Après une année scolaire 2022-2023 assez chaotique, pensez-vous que celle de 2023-2024 sera meilleure ?
Je ne pense pas que l’actuelle rentrée sera meilleure. On traine toujours les mêmes problèmes. Je crains même qu’ils vont s’accentuer, notamment à cause de la crise financière que connait le pays. A cela, s’ajoute la contestation syndicale, principalement celle de l’enseignement de base, qui n’a pas été tout à fait réglée avec la fin de l’année scolaire précédente. Aujourd’hui, certains enseignants n’ont pas encore été payés, des directeurs d’école ont été limogés et pas remplacés. La tension est, donc, encore vive entre le ministère et les enseignants du primaire. Même l’accord trouvé avec le syndicat du secondaire est un peu suspect, il est plus politique que syndical, ce qui laisse planer des doutes sur son efficacité.
Tout cela pour dire que je doute fort que la rentrée sera saine. Il faut dire aussi qu’on n’a pas cessé de reporter les réformes nécessaires à entreprendre. Des réformes de fond dont on perçoit désormais de plus en plus l’urgence. Je fais partie, à ce propos, de ceux qui pensent qu’on ne peut pas sortir de la crise économique, sociale… sans une vraie réforme de l’enseignement en Tunisie.
Le président de la République avait annoncé une consultation pour la réforme de l’éducation et de l’enseignement supérieur en Tunisie. J’espère que cette fois-ci sera la bonne et que cela ne se passera pas comme pour la Constitution.
Pour une vraie réforme de l’enseignement, c’est bien de faire participer les citoyens, mais c’est insuffisant. Il y a les corps intermédiaires, comme les syndicats, les conseils scientifiques et autres qui doivent avoir leur mot à dire. Il faut un consensus. Or, à ma connaissance, ce n’est pas le cas. J’ai comme l’impression qu’il y a une politique délibérée d’exclure tous les corps représentatifs.
Avec un budget 2023 qu’on n’arrive pas à boucler et une crise économique et financière assez grave, la rentrée économique, comme celle scolaire, s’annonce difficile aussi.
Absolument. Ce sera une rentrée économique très tendue.

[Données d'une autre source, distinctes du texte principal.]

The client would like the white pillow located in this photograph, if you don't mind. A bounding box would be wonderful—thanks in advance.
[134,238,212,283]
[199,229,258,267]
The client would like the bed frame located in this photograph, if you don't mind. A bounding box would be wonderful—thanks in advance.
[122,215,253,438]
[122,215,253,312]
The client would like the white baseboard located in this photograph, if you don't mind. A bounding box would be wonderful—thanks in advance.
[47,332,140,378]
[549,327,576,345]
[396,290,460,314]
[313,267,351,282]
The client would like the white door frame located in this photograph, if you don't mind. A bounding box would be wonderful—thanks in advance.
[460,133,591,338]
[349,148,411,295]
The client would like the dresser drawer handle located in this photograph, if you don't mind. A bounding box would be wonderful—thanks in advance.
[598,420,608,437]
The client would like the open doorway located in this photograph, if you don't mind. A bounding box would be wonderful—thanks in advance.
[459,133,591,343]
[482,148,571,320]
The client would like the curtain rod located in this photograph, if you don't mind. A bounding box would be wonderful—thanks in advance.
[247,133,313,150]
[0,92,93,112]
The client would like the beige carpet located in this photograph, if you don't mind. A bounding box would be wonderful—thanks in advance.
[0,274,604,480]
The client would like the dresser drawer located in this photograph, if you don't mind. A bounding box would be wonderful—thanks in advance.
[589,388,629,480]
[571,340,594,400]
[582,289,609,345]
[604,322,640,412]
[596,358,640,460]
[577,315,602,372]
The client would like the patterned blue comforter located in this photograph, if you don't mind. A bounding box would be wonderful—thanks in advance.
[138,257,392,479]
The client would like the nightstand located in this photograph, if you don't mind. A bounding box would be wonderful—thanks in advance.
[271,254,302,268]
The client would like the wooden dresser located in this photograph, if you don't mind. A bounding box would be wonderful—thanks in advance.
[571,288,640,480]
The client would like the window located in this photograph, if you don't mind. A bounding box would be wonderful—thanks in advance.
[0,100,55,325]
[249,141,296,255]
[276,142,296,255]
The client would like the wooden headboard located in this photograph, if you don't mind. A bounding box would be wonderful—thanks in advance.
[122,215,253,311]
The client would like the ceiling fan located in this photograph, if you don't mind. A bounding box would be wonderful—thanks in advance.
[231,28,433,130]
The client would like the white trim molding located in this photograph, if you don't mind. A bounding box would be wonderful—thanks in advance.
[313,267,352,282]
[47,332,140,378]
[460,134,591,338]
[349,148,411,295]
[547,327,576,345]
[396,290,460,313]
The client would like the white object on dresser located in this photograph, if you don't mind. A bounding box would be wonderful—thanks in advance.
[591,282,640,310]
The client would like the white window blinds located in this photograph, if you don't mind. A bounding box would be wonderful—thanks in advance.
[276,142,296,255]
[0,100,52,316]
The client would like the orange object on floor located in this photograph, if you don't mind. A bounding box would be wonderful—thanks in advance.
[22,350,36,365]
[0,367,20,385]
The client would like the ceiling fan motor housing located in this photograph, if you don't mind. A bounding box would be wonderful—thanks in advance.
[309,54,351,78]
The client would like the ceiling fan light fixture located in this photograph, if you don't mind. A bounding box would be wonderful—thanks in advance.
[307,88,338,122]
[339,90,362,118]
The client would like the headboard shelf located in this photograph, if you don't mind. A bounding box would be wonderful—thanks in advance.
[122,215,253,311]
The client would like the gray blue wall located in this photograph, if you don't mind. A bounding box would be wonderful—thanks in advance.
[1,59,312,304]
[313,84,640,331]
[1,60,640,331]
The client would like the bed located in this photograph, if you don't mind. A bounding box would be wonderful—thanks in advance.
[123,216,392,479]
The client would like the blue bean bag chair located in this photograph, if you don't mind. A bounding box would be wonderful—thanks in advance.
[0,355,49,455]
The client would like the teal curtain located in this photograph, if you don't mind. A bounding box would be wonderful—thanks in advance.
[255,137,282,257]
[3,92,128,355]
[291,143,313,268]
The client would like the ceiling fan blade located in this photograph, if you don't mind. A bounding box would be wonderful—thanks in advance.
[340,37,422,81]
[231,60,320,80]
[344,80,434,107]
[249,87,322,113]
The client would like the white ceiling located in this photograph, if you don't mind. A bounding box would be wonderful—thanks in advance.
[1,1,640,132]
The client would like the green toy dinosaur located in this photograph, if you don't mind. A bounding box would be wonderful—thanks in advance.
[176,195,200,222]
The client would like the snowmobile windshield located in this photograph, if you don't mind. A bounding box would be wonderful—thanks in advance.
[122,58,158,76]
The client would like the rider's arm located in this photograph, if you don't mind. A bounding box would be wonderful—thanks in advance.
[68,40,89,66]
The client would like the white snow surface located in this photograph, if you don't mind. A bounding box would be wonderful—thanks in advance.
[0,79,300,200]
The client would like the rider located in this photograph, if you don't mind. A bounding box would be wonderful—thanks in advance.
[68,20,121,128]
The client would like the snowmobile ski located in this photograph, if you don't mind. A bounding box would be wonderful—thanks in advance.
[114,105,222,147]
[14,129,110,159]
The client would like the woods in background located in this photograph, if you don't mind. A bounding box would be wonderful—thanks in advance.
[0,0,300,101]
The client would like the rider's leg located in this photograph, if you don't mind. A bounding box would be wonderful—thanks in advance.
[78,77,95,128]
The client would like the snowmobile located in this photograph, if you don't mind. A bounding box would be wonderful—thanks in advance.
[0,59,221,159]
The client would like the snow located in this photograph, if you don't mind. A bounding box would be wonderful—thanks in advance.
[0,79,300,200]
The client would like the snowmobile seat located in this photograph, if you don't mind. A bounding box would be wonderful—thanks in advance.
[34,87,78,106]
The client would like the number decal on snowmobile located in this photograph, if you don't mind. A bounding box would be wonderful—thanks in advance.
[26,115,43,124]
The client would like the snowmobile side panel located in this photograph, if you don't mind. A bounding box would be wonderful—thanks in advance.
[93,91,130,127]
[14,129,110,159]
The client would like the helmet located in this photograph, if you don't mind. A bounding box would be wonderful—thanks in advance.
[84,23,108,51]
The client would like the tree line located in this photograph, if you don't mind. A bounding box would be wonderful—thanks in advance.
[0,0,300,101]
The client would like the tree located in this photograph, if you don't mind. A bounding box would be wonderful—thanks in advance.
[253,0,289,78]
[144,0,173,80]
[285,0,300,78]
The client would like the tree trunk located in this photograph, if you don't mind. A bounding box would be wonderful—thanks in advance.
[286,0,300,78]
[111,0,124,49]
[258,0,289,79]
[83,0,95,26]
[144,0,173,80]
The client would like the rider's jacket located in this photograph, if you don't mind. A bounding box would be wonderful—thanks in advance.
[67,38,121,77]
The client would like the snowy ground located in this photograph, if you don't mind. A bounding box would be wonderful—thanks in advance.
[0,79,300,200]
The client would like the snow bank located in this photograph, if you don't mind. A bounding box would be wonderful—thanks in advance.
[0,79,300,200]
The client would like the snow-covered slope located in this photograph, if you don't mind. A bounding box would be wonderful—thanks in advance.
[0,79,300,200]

Nous sommes à la mi-septembre et on ne sait encore rien sur le budget complémentaire 2023. Personne ne sait comment on va payera nos dettes. Entre-temps, nous avons refusé les négociations avec le FMI.
Tout comme pour l’éducation, nous re- portons depuis des années les réformes économiques nécessaires à faire. L’idée, aujourd’hui, est qu’il faut compter sur soi. Certes, oui, mais jusque-là, il y a le discours, et il y a les faits. Dans les faits, on ne voit rien de concret.
On ne cesse de nous dire que les caisses de l’Etat vont être renflouées par l’argent spolié. Sauf que rien n’a été fait. Et je pense même que rien ne sera fait. La preuve, la commission créée à cet effet n’a récolté jusqu’à ce jour que cinq millions de dinars. C’est très insuffisant.
C’est vrai qu’il y a eu une augmentation au niveau des rentrées fiscales, mais comme d’habitude, cela ne concerne que ceux qui sont dans la légalité. Le secteur parallèle, qui représente plus de 50% de l’économie, est toujours exempté. A ce propos, avec la pénurie qui persiste, je crains même qu’avec la rentrée, il y aura une expansion du marché parallèle. La nature a horreur du vide et on a vu comment les produits qui manquent se vendaient dans le marché noir.
Conséquence : le pouvoir d’achat des Tunisiens va chuter, il y aura appauvrissement de la population et donc, tension sociale.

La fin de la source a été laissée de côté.